Adding heft to Burke's concerns: When I privately discussed his case with a prominent British physician who I expected would sympathize with Burke's views, I was taken aback when he told me crossly, "Burke is only thinking of himself rather than looking at the bigger picture." How thoughtless of him.

IT WOULD BE A MISTAKE to assume that Americans are safe from having life-sustaining treatment rationed like this just because we don't have a national health service. Burke is fighting a broader movement in the bioethics field, "Futile Care Theory," that is also gaining traction here. Futile care theory is a one-way street when it comes to patient autonomy and end-of-life care. Futilitarians assert that patients have an absolute right to refuse life-sustaining treatment but are not similarly entitled to insist that their lives be maintained. Indeed, under futile care theory, as under the NHS rationing approach, whether a seriously ill or disabled patient's request to be kept alive is granted depends on whether doctors and bioethicists see the patient's life as worth living and spending medical resources to sustain.

For the last several years American hospitals have been quietly promulgating futile care protocols that empower their ethics committees to authorize doctors to unilaterally refuse wanted care. These futile care policies are beginning to be imposed on unwilling patients and their families.
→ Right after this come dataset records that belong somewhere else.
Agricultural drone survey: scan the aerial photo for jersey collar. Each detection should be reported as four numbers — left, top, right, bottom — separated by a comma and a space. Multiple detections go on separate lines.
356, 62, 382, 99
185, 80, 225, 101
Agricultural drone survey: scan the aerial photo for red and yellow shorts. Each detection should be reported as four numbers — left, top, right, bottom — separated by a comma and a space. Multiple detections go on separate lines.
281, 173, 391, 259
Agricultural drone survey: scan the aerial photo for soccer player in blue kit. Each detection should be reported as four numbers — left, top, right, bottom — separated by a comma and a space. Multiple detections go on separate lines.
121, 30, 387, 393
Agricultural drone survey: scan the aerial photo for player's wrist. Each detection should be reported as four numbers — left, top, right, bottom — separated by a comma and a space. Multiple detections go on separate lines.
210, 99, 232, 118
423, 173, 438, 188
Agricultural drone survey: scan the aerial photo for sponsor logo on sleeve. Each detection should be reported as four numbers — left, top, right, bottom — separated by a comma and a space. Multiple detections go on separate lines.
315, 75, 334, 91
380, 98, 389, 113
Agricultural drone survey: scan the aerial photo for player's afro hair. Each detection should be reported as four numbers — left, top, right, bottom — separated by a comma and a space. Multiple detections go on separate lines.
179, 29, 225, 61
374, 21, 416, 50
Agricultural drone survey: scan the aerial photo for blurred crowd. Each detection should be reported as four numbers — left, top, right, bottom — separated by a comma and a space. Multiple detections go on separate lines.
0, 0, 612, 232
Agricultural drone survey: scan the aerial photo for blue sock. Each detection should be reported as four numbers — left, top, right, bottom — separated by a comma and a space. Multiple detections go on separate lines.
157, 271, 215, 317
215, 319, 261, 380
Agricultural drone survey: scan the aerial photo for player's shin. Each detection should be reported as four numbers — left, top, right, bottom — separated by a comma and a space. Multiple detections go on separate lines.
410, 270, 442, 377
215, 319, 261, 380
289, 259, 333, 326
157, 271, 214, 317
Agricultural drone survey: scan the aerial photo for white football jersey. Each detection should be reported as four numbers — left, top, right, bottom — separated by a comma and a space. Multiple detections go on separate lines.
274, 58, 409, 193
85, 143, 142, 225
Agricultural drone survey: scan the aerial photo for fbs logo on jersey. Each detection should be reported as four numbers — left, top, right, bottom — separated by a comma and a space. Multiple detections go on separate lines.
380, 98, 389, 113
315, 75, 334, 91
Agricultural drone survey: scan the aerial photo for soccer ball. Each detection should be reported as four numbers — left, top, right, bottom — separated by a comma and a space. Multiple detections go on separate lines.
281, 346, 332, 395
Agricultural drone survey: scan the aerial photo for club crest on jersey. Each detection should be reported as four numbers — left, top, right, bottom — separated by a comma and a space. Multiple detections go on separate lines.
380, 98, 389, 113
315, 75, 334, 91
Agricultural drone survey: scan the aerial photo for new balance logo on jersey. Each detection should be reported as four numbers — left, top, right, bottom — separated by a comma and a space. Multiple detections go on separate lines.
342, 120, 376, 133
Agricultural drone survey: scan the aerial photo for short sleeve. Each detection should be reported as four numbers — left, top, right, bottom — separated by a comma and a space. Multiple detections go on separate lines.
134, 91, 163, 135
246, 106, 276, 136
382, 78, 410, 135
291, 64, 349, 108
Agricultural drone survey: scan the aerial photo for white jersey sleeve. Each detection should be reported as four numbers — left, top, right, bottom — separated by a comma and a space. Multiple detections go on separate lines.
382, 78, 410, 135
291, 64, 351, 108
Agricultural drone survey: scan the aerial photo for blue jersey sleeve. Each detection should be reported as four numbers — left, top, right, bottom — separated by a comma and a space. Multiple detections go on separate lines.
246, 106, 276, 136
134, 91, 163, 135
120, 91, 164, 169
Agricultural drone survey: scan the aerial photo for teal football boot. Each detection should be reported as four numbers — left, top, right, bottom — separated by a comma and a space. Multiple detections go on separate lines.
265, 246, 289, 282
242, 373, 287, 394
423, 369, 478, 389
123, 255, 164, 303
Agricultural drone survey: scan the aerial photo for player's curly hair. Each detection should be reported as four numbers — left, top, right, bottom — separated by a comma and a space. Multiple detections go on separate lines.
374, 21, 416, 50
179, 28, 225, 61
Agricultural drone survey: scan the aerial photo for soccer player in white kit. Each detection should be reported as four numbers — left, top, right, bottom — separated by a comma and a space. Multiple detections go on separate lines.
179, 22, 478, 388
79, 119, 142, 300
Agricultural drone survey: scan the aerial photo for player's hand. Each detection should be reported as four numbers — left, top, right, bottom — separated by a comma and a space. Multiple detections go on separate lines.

As is usually the case in such matters, the first victims are on the far margins. Thus, in Houston, Sun Hudson, a 5-month-old infant born with a terminal disability, was taken off a ventilator in March over his mother's objections based on a Texas law that defers to futile care theory. Under the law, once a hospital bioethics committee determines that the treatment should not be rendered, the patient or family has a mere 10 days to transfer the patient's care to another hospital. This can prove difficult in this era of managed care and HMOs, since the affected patients are usually the most expensive to treat. After 10 days without a transfer, the outcome is usually death following the unilateral withdrawal of treatment--as occurred in Sun Hudson's case.

In another Houston case, one with ironic echoes of Terri Schiavo, the wife of Spiro Nikolouzos wants tube-feeding for her persistently unconscious husband, based on his previously stated desire to live. But unlike Schiavo's, Nikolouzos's personal wishes are not deemed determinative: A hospital ethics committee voted to refuse to continue his tube-supplied food and water and ventilator support. He would have died, but a San Antonio hospital unexpectedly agreed to provide the care. Then its ethics committee also decided to cut off care, but Nikolouzos was transferred to a nursing home. For the moment, Nikolouzos is being allowed to stay alive. But the final decision about the matter isn't his wife's: Under futilitarian Texas law, it belongs to committees of bioethicists and doctors.

In this darkening atmosphere, the Leslie Burke case could not be more important. If Burke loses on appeal, patients in Britain will be stripped of the basic human right to receive food and water through a feeding tube. Such a ruling should send a cold shiver through disabled, elderly, and dying patients everywhere.

Moreover, given the increasing propensity of some Supreme Court justices to look overseas when deciding issues of American law, a Burke loss could plausibly end up reinforcing futile care laws in this country. There will undoubtedly be protracted litigation on this issue in coming years. How Leslie Burke fares may determine whether futile care theory is allowed to metamorphose from ad hoc health care rationing into an explicit--and expanding--duty to die.

Wesley J. Smith, a senior fellow at the Discovery Institute and an attorney and consultant for the International Task Force on Euthanasia and Assisted Suicide, is the author, most recently, of Consumer's Guide to a Brave New World.